There are 3 strategies you can use to make people care (about anything):
- Create a positive association (try smiling and actual human contact in order to breakdown the electronic barriers – you’ll find these two simple strategies can pay off HUGE dividends)
- Appeal to their self-interest
- Appeal to their identity
Mother Theresa did this by giving a face and a name to the starving child in Africa. The State of Texas did this by creating a persona (Bubba be thy name – I’m not kidding either) and convincing Bubba that he’s not the kind of person to litter his own State. Remember the “Don’t Mess with Texas,” campaign?

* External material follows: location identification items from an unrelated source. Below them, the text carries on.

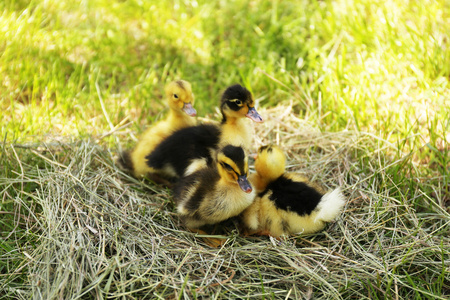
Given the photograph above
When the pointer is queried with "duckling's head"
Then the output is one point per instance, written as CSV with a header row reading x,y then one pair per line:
x,y
237,102
180,97
270,162
232,164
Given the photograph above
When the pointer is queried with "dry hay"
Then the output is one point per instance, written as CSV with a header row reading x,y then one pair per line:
x,y
95,232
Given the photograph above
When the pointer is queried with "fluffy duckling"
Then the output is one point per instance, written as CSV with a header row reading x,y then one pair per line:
x,y
213,194
287,203
237,103
180,100
193,148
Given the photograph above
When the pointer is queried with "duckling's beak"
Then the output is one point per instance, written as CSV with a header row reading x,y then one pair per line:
x,y
189,109
253,114
244,184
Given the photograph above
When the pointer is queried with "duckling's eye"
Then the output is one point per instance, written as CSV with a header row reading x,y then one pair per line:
x,y
227,166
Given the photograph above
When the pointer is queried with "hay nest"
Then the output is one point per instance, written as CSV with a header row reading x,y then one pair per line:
x,y
91,231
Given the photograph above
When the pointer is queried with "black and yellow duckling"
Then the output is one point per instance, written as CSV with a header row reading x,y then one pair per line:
x,y
213,194
180,100
193,148
287,203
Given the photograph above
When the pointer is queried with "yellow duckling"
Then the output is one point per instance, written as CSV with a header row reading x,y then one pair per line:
x,y
287,203
213,194
193,148
180,100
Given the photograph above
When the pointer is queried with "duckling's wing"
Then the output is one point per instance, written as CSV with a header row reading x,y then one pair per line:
x,y
295,196
183,146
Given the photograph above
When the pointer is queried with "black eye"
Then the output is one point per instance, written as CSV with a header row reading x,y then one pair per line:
x,y
227,166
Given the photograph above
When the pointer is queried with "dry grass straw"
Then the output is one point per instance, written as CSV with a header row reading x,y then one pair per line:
x,y
93,232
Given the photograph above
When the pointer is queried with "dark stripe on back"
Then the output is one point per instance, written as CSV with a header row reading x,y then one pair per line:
x,y
206,177
293,196
237,155
183,146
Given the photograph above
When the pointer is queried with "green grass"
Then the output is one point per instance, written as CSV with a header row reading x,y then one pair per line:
x,y
356,92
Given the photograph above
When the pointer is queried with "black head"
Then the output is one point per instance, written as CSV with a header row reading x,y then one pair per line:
x,y
237,102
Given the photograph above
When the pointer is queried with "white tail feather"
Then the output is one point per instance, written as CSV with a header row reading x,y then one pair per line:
x,y
330,205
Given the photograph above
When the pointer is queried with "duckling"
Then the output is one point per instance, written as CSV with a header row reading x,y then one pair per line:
x,y
287,203
236,104
193,148
180,100
213,194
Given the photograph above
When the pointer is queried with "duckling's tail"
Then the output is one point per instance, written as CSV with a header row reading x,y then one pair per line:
x,y
330,205
124,161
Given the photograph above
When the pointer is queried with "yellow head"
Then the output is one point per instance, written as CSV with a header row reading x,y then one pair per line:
x,y
180,97
232,165
270,162
237,102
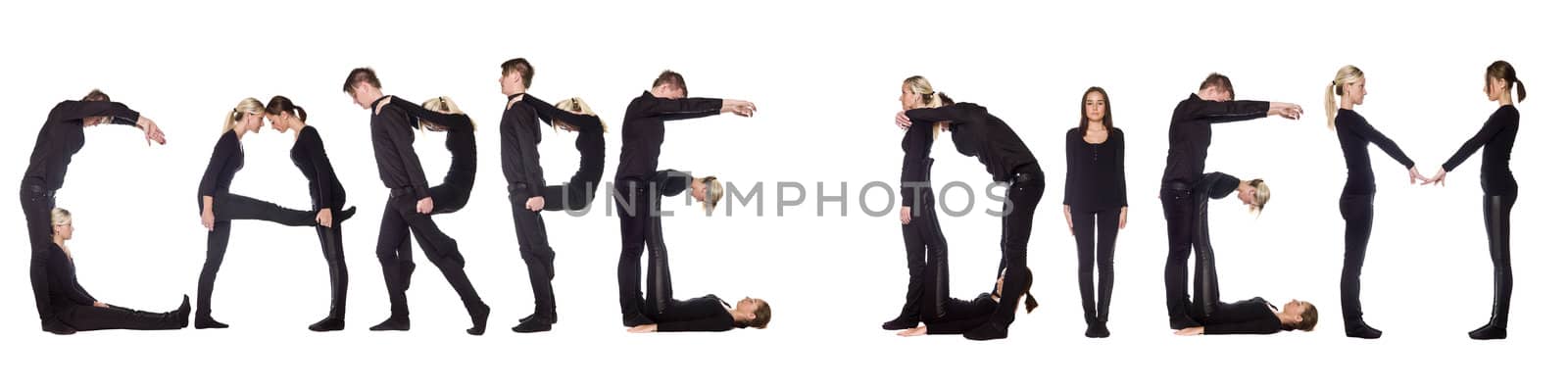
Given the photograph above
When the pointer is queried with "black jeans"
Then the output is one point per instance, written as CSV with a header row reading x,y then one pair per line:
x,y
1204,279
571,196
400,221
1496,211
227,208
533,245
1176,201
1084,232
1023,196
336,267
1356,211
639,211
114,317
36,206
924,245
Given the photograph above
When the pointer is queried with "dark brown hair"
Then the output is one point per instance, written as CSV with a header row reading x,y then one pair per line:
x,y
361,75
521,67
1084,109
670,77
1504,71
1219,80
279,106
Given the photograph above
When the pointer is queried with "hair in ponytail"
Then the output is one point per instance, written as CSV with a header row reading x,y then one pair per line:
x,y
580,107
250,106
279,106
1504,71
1346,75
929,98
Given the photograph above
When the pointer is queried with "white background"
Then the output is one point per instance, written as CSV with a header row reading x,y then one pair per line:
x,y
825,77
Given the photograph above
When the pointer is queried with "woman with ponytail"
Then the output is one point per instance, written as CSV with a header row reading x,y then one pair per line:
x,y
326,198
922,237
1355,200
219,208
1497,187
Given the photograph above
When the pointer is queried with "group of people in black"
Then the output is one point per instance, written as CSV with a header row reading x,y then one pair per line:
x,y
1095,206
65,306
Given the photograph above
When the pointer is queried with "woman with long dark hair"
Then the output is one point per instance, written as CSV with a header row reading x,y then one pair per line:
x,y
1497,187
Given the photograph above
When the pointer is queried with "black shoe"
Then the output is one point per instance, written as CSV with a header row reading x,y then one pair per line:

And an anti-cigarette smoking launched by the American Legacy Foundation actually reduced the rate of teen smoking by associating smoking with being pro “establishment” (versus anti-establishment, which teens generally are and how they like to see themselves). Heath and Heath (169).
How can you make people care about you in the hiring process? You get them to take off their analytical hats and create empathy – show how your idea and how you are associated with things they already care about – appeal to their self-interest and to their identities, not only who they are right now, but who they want to be (Heath and Heath 203).
While the data, the job requirements, the experience and education requirements do matter, particularly to get through the HR screen, having solid relationships with people that can help you navigate the process. Then, once you and half a dozen or so others have made it through that process and everyone’s pretty equally qualified, being the “kid in Africa” that the hiring manager actually knows, means the check, the paycheck, is in the mail!
Chip and Dan Heath. Made to Stick: Why Some Ideas Take Hold and Others Come Unstuck. London: Random House, 2007. Print.